Abstract

Exploiting instruction-level parallelism (ILP) is extremely important for achieving high performance in application specific instruction set processors (ASIPs) and embedded processors. Unlike conventional general purpose processors, ASIPs and embedded processors typically run a single application and hence must be optimized extensively for this in order to extract maximum performance. Further, low power and low cost requirements of ASIPs may demand reuse of pipeline stages causing pipelines with complex structural hazards. In such architectures, exploiting higher ILP is a major challenge to the designer.

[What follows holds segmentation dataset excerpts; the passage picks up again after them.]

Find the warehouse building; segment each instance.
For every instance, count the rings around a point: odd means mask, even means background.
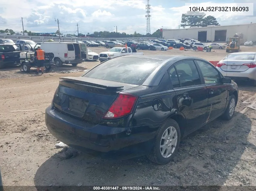
[[[256,23],[226,26],[210,25],[205,27],[193,27],[177,29],[163,29],[162,31],[162,36],[165,39],[189,38],[202,42],[207,40],[225,42],[227,38],[232,37],[236,33],[241,33],[244,35],[244,41],[256,41]]]

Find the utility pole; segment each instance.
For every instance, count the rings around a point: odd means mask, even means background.
[[[24,27],[23,26],[23,18],[22,17],[21,18],[21,22],[22,22],[22,29],[23,30],[23,36],[25,36],[25,35],[24,34]]]
[[[56,19],[55,19],[55,21],[56,21]],[[60,32],[60,26],[59,25],[59,19],[57,19],[57,23],[58,24],[58,29],[59,31],[59,38],[60,39],[61,39],[61,35]]]

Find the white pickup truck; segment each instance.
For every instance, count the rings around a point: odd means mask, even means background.
[[[184,40],[183,43],[187,45],[190,44],[192,43],[198,42],[198,41],[194,39],[191,39],[190,40]]]
[[[127,47],[127,48],[114,47],[108,52],[104,52],[100,53],[99,59],[101,62],[102,62],[105,60],[117,56],[135,54],[144,55],[143,53],[137,53],[135,48],[133,48],[132,50],[130,47]]]

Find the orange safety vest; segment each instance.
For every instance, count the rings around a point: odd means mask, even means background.
[[[45,51],[39,49],[36,50],[36,59],[38,60],[44,60]]]

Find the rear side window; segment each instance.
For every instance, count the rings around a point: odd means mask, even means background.
[[[185,60],[175,65],[181,87],[200,85],[201,80],[193,60]]]
[[[68,44],[68,50],[69,51],[72,51],[75,50],[74,46],[72,44]]]
[[[141,85],[162,62],[143,58],[116,58],[98,65],[83,76]]]
[[[229,54],[224,60],[254,60],[255,59],[255,54]]]

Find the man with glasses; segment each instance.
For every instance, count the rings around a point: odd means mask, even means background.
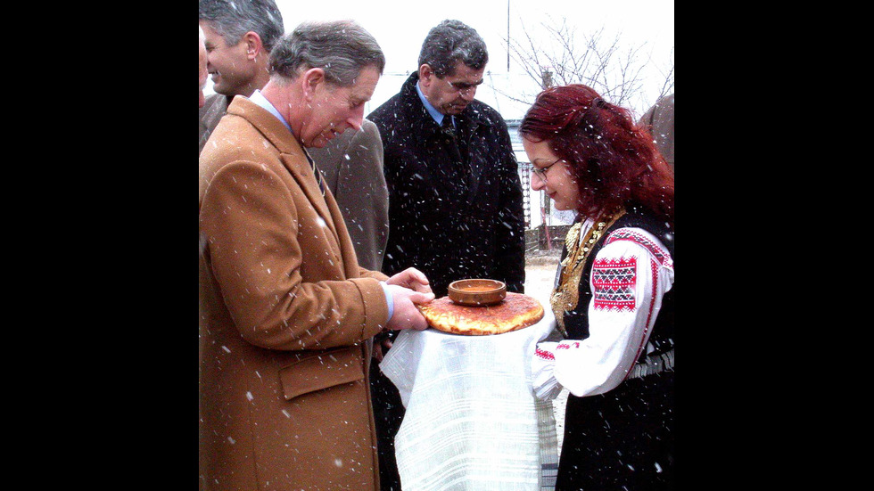
[[[443,20],[425,37],[418,70],[367,116],[383,139],[389,188],[383,272],[414,266],[438,298],[466,278],[524,289],[522,184],[510,135],[498,111],[474,99],[488,61],[476,30]],[[403,406],[378,368],[372,381],[382,489],[398,490],[393,439]]]

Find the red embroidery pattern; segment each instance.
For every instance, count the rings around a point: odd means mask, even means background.
[[[595,310],[634,310],[637,258],[598,259],[592,265]]]
[[[631,241],[634,243],[639,244],[640,246],[647,248],[647,250],[649,250],[649,253],[655,256],[662,266],[673,268],[673,259],[671,258],[671,255],[668,254],[667,251],[656,245],[656,243],[649,240],[648,237],[635,232],[632,228],[620,228],[610,233],[610,235],[605,239],[604,245],[606,246],[607,244],[616,241]]]
[[[556,356],[555,355],[553,355],[552,353],[549,353],[548,351],[547,351],[545,349],[540,349],[540,348],[536,348],[534,350],[534,354],[537,355],[539,357],[543,358],[545,360],[555,360],[556,359]]]

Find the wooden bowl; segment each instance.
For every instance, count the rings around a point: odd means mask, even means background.
[[[507,285],[497,280],[458,280],[449,283],[449,299],[459,305],[495,305],[505,297]]]

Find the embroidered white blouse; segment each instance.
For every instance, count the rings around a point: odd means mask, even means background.
[[[581,240],[591,226],[591,219],[583,223]],[[532,385],[540,399],[556,397],[562,387],[577,397],[607,392],[631,374],[644,349],[652,349],[649,334],[673,284],[671,255],[641,228],[619,228],[603,240],[589,278],[589,338],[540,342],[535,349]]]

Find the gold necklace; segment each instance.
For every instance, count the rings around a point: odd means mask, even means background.
[[[601,214],[581,241],[579,239],[582,222],[575,224],[567,231],[567,235],[565,237],[567,256],[561,262],[558,286],[553,291],[552,297],[549,299],[552,312],[556,315],[558,331],[565,338],[567,331],[565,328],[565,312],[573,310],[580,301],[579,284],[582,270],[585,269],[586,259],[604,234],[604,231],[609,229],[624,214],[624,209],[620,209],[614,214]]]

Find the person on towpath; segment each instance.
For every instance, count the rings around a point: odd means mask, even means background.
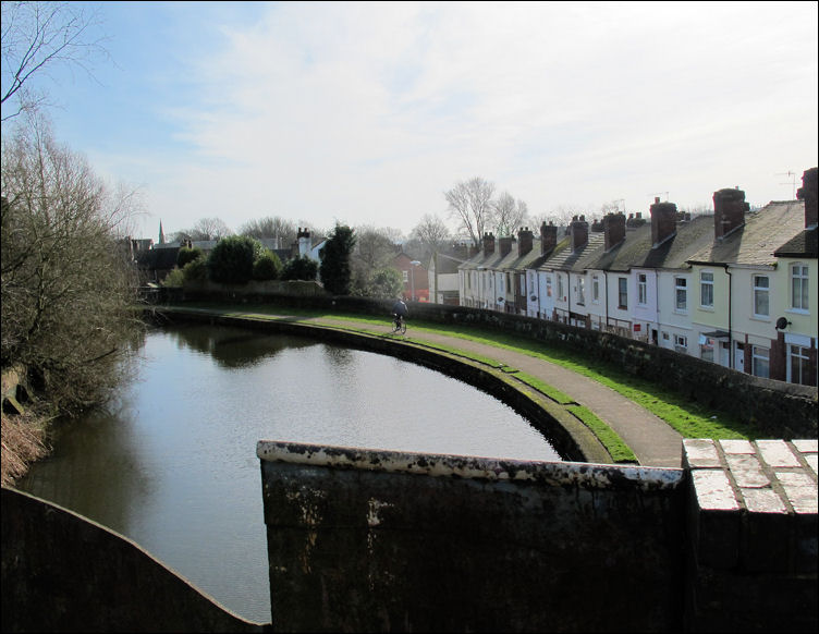
[[[401,322],[410,316],[410,308],[401,297],[392,305],[392,315],[395,318],[395,328],[400,328]]]

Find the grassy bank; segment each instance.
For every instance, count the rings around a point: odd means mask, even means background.
[[[304,310],[266,305],[186,304],[185,306],[216,308],[228,313],[235,312],[236,314],[254,313],[271,317],[288,315],[295,318],[344,321],[350,324],[349,329],[362,330],[363,332],[372,332],[367,329],[368,325],[384,326],[389,322],[388,317],[374,317],[372,315],[351,315],[347,313]],[[531,339],[463,325],[454,327],[421,320],[410,321],[408,336],[423,341],[425,332],[439,333],[506,349],[571,369],[611,388],[641,405],[686,438],[753,439],[758,437],[758,431],[755,427],[729,413],[690,402],[676,392],[663,389],[651,381],[634,377],[618,367],[589,361],[580,355],[572,354],[570,351],[551,349]],[[468,355],[468,353],[463,353],[463,351],[454,349],[451,349],[451,351],[461,355]],[[538,389],[548,394],[549,387],[545,386],[542,388]]]

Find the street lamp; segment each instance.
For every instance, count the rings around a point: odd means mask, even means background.
[[[417,259],[414,259],[410,264],[413,265],[413,268],[410,269],[410,272],[412,273],[413,279],[413,302],[415,302],[415,267],[417,267],[420,263]]]

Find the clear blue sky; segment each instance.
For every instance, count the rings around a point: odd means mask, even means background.
[[[39,85],[155,240],[210,217],[407,233],[476,175],[533,215],[763,205],[817,164],[816,2],[82,4],[111,59]]]

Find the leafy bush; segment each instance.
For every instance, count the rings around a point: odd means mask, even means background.
[[[181,269],[185,268],[185,265],[187,263],[194,261],[196,258],[204,256],[205,253],[198,246],[195,246],[193,248],[183,246],[182,248],[180,248],[179,254],[176,254],[176,266]]]
[[[404,280],[398,269],[383,267],[372,272],[367,284],[367,296],[379,300],[398,297],[404,290]]]
[[[355,230],[346,224],[337,224],[332,236],[319,253],[321,281],[333,295],[347,295],[352,272],[350,256],[355,247]]]
[[[316,279],[318,275],[318,263],[308,258],[306,255],[289,259],[282,270],[282,280],[307,280],[309,282]]]
[[[181,286],[185,281],[185,275],[182,269],[174,267],[162,280],[163,286]]]
[[[246,235],[230,235],[217,242],[207,260],[215,282],[242,284],[253,279],[253,265],[261,255],[261,243]]]
[[[204,282],[208,279],[208,265],[206,258],[197,257],[182,267],[185,282]]]
[[[269,248],[253,263],[254,280],[278,280],[281,277],[282,265],[279,256]]]

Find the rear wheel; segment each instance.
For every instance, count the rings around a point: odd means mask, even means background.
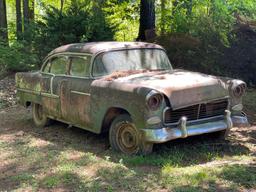
[[[128,155],[149,154],[152,152],[153,144],[144,142],[140,132],[132,123],[129,115],[119,115],[114,119],[109,131],[111,147]]]
[[[40,104],[32,104],[32,116],[34,124],[37,127],[45,127],[50,123],[50,119],[46,116],[43,110],[43,106]]]

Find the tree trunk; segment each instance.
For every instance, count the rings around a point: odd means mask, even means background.
[[[17,40],[21,39],[22,20],[21,20],[21,0],[16,0],[16,35]]]
[[[141,0],[140,27],[137,41],[145,41],[155,36],[155,0]]]
[[[8,43],[8,27],[5,0],[0,0],[0,38]]]
[[[164,34],[165,32],[165,5],[166,5],[166,0],[161,0],[161,22],[160,22],[160,30],[161,30],[161,35]]]
[[[64,7],[64,0],[60,0],[60,13],[61,13],[61,15],[62,15],[63,7]]]
[[[29,0],[23,0],[23,23],[24,23],[24,33],[26,33],[28,30],[28,24],[29,24]]]
[[[34,22],[35,19],[35,0],[31,0],[29,6],[29,22]]]
[[[187,7],[187,16],[191,16],[192,9],[193,9],[193,0],[187,1],[186,7]]]

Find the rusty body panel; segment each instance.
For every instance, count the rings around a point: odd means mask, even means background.
[[[229,105],[225,109],[231,110],[241,103],[241,98],[231,94],[232,80],[185,70],[134,70],[92,76],[92,65],[99,53],[141,48],[163,50],[158,45],[141,42],[70,44],[57,48],[46,57],[41,71],[17,73],[19,102],[24,106],[41,104],[49,118],[95,133],[102,132],[104,127],[108,129],[120,113],[129,114],[138,129],[155,129],[165,126],[167,109],[182,110],[226,99]],[[68,70],[65,74],[45,71],[54,58],[83,57],[84,54],[92,56],[88,76],[71,75],[70,61],[63,66]],[[146,103],[152,91],[163,96],[157,110],[149,109]],[[152,123],[158,119],[160,122]]]

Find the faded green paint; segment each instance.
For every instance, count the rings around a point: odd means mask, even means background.
[[[109,46],[109,47],[108,47]],[[147,43],[95,43],[72,44],[52,51],[45,63],[55,55],[79,56],[82,53],[95,55],[106,50],[130,48],[157,48]],[[81,55],[80,55],[81,56]],[[68,60],[69,61],[69,60]],[[67,62],[66,69],[70,69]],[[90,67],[91,68],[91,67]],[[43,105],[48,117],[75,125],[95,133],[104,127],[109,109],[122,109],[129,113],[138,129],[163,127],[163,111],[168,107],[179,109],[211,100],[230,97],[231,106],[241,102],[232,99],[230,79],[217,78],[183,70],[148,72],[136,77],[127,74],[124,78],[81,78],[69,75],[54,75],[42,70],[34,73],[17,73],[16,86],[19,102]],[[146,96],[156,90],[164,96],[161,106],[151,111],[146,105]],[[118,110],[115,110],[115,115]],[[148,125],[147,119],[158,116],[162,122]],[[113,117],[113,115],[111,116]]]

Existing techniques deal with either scheduling hardware pipelines to obtain higher throughput or software pipelining--an instruction scheduling technique for iterative computation--for exploiting greater ILP. We integrate these techniques to co-schedule hardware and software pipelines to achieve greater instruction throughput. In this paper, we develop the underlying theory of Co-Scheduling, called the Modulo-Scheduled Pipeline (or MS-Pipeline) theory. More specifically, we establish the necessary and sufficient condition for achieving the maximum throughput in a given pipeline operating under modulo scheduling. Further, we establish a sufficient condition to achieve a specified throughput, based on which we also develop a methodology for designing the hardware pipelines that achieve such a throughput. Further, we present initial experimental results which help to establish the usefulness of MS-pipeline theory in software pipelining. As the proposed theory helps to analyze and improve the throughput of Modulo-Scheduled Pipelines (MS-pipelines), it is especially useful in designing ASIPs and embedded processors.